What Can ResNet Learn Efficiently, Going Beyond Kernels?

TL;DR

This paper demonstrates that neural networks, specifically ResNet, can efficiently learn certain functions with better test error than kernel methods, due to their hierarchical learning capabilities, without distributional assumptions.

Contribution

It proves neural networks can learn a class of functions more effectively than kernels in a distribution-free setting, highlighting hierarchical learning as a key advantage.

Findings

Neural networks can learn certain functions with much smaller test error than kernels.

Hierarchical learning reduces sample complexity compared to kernel methods.

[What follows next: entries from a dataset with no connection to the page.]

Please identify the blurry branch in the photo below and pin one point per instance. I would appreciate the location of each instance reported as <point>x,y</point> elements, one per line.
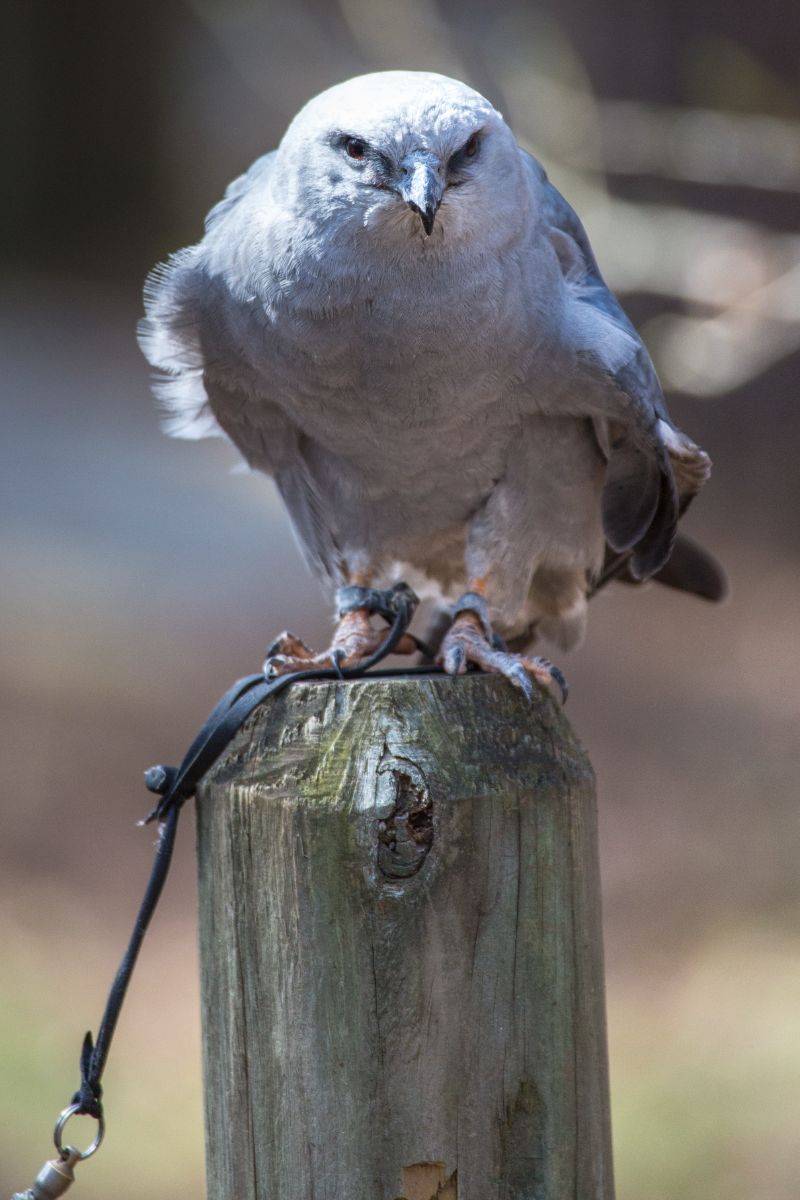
<point>746,275</point>
<point>741,279</point>
<point>695,144</point>
<point>403,35</point>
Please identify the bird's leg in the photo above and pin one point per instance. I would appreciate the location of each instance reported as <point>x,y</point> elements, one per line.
<point>470,640</point>
<point>354,639</point>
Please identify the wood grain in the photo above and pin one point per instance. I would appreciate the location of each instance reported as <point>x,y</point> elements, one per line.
<point>401,949</point>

ResNet has a computational complexity advantage over other learning methods.

Abstract

How can neural networks such as ResNet efficiently learn CIFAR-10 with test accuracy more than 96%, while other methods, especially kernel methods, fall relatively behind? Can we more provide theoretical justifications for this gap? Recently, there is an influential line of work relating neural networks to kernels in the over-parameterized regime, proving they can learn certain concept class that is also learnable by kernels with similar test error. Yet, can neural networks provably learn some concept class BETTER than kernels? We answer this positively in the distribution-free setting. We prove neural networks can efficiently learn a notable class of functions, including those defined by three-layer residual networks with smooth activations, without any distributional assumption. At the same time, we prove there are simple functions in this class such that with the same number of training examples, the test error obtained by neural networks can be MUCH SMALLER than ANY kernel method, including neural tangent kernels (NTK). The main intuition is that multi-layer neural networks can implicitly perform hierarchical learning using different layers, which reduces the sample complexity comparing to "one-shot" learning algorithms such as kernel methods. In a follow-up work [2], this theory of hierarchical learning is further strengthened to incorporate the "backward feature correction" process when training deep networks. In the end, we also prove a computation complexity advantage of ResNet with respect to other learning methods including linear regression over arbitrary feature mappings.